Richard Carta l’architecte expert qui avait autorisé les occupants du N°65 à réintégrer leur immeuble a été condamné 2 ans de prison avec sursis. Il avait mené une expertise express en raison d’un départ en vacances le lendemain. Trois semaines plus tard l’immeuble s’effondrait.
Assassins !
C’est sous les cris d’assassins que sont sortis du tribunal, l’ex-adjoint au maire Julien Ruas et le copropriétaire Xavier Cachart. Les représentants d’associations étaient présents massivement et se sont fait entendre malgré les condamnations de 10 personnes sur les 16 possibles. « On n’a pas respecté les morts et on n’a pas obtenu réparation. Deux ans de bracelet électronique mon dieu, c’est comme le télétravail, c’est de la « téléprison », clame en colère Stéphane Lécolier, du collectif du 5 novembre. « Je ne peux avoir le regard d’un professionnel du droit, car je ne suis pas une professionnelle du droit, je suis une accompagnatrice qui est au chevet de ces familles en détresse et méprisées, justifie Kaouther Ben Mohamed, présidente de l’association “Marseille en colère”. Oui ils ont été condamnés, oui pour la première fois on reconnait leur culpabilité mais on espérait que ces gens goûtent un peu à la misère qu’ils imposent aux autres et goûtent un peu à l’habitat insalubre, celui de la prison. »
Plus de modération
Vision différente pour les avocats des parties civiles.

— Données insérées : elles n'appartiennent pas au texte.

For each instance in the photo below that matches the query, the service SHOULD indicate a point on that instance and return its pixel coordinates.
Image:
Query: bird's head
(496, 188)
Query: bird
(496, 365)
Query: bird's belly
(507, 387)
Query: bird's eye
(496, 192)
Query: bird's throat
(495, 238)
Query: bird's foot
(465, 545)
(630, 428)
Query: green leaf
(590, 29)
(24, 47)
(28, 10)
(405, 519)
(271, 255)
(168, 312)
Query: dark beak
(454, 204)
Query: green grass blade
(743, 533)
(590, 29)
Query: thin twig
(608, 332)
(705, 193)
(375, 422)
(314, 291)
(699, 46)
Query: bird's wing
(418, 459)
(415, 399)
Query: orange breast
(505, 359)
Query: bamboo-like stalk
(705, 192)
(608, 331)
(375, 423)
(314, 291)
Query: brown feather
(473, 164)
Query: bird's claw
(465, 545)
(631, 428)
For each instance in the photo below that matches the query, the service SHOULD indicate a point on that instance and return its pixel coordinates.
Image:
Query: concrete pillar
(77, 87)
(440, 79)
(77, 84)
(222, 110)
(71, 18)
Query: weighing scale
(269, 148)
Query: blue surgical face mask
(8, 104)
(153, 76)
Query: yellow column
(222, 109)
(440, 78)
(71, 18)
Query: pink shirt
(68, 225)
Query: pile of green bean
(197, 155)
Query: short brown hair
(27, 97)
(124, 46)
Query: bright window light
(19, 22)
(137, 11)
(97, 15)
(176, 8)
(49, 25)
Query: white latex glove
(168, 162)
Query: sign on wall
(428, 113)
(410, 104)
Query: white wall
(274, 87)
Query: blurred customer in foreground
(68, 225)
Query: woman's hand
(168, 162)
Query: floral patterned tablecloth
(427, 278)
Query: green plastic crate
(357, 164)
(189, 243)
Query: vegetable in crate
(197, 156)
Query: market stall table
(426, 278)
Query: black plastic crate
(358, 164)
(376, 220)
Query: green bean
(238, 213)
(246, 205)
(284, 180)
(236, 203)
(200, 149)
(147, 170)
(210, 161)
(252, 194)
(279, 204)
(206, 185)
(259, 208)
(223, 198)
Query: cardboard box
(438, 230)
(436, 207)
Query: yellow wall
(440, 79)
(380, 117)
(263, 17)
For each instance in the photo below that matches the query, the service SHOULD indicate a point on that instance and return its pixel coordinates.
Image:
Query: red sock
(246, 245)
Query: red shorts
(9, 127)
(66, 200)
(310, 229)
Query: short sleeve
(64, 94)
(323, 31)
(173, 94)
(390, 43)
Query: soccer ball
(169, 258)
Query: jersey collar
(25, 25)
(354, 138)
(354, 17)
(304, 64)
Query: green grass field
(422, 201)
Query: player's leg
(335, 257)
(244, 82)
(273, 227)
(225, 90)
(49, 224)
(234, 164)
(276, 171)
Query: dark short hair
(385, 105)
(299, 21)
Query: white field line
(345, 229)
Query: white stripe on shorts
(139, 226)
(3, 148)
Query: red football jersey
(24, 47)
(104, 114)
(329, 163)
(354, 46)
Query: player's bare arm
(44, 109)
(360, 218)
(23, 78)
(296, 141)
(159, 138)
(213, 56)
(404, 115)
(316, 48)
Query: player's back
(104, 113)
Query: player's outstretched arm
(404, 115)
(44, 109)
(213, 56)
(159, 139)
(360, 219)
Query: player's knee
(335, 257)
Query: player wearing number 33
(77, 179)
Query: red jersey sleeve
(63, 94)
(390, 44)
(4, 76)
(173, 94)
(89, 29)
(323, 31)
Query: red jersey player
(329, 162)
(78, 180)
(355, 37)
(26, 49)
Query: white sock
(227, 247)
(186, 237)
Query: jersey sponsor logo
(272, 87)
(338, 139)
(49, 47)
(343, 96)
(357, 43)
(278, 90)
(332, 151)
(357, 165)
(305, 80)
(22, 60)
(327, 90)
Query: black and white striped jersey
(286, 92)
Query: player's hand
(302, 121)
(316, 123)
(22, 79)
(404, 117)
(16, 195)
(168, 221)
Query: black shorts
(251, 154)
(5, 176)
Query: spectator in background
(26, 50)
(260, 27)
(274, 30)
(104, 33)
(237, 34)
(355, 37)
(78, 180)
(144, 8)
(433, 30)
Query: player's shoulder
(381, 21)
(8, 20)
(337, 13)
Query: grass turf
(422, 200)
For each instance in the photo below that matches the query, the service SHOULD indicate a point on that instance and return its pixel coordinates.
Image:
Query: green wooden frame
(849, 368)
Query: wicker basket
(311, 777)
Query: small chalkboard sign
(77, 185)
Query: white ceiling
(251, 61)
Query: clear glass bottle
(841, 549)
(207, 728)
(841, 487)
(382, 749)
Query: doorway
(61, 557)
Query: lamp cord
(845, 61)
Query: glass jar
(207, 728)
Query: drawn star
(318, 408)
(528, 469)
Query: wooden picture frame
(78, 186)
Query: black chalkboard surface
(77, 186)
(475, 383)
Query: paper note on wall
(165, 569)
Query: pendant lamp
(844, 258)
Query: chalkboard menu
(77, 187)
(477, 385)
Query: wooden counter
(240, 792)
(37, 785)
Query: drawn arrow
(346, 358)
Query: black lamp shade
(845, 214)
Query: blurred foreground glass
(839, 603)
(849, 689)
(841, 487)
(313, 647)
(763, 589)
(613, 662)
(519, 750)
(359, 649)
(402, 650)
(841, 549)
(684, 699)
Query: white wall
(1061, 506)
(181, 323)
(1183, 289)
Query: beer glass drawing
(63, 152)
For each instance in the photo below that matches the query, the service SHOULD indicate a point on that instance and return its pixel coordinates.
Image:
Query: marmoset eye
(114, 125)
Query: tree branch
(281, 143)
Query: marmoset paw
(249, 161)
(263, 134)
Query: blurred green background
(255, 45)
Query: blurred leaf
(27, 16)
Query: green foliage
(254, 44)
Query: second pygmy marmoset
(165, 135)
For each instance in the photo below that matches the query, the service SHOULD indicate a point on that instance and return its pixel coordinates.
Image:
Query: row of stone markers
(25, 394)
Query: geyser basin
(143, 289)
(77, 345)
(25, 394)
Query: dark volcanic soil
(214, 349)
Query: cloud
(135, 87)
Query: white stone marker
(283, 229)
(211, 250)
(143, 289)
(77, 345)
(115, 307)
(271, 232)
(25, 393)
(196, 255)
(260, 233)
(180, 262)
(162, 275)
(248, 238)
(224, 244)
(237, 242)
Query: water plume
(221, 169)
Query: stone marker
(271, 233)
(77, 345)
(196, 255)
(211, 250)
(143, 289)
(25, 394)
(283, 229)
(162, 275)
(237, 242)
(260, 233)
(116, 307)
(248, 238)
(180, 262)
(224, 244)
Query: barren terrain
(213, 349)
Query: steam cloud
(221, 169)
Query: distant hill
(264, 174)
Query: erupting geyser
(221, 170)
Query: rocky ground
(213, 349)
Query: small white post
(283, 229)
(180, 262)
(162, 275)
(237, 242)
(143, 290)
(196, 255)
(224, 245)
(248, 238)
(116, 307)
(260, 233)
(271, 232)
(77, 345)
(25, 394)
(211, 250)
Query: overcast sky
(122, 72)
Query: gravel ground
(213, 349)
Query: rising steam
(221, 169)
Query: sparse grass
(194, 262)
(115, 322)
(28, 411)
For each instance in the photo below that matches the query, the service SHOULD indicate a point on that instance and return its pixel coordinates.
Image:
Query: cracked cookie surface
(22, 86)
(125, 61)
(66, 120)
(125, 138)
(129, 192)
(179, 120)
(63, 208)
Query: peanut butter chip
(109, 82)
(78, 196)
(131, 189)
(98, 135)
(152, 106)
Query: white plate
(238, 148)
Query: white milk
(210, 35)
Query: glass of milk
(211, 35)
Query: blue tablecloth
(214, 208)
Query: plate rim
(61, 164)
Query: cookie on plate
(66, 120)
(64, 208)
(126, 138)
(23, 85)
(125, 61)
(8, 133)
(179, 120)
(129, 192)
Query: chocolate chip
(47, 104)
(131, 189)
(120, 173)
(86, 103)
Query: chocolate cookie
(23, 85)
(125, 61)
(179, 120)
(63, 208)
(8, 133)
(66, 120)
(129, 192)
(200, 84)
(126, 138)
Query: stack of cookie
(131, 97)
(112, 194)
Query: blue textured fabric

Pour Benoît Candon, avocat de parties civiles, les prévenus « ont été jugés avec une main de fer, ils se sont pris des peines considérables, ils ont des amendes considérables et ils ont une honte de cette condamnation dont ils ne se départiront jamais. » Le président régional de la fondation « logement des défavorisés » (ex-abbé Pierre) évoque un jugement historique. « La culpabilité a été reconnue, de la prison ferme a été requise certes avec aménagement mais à notre connaissance c’est un jugement historique.»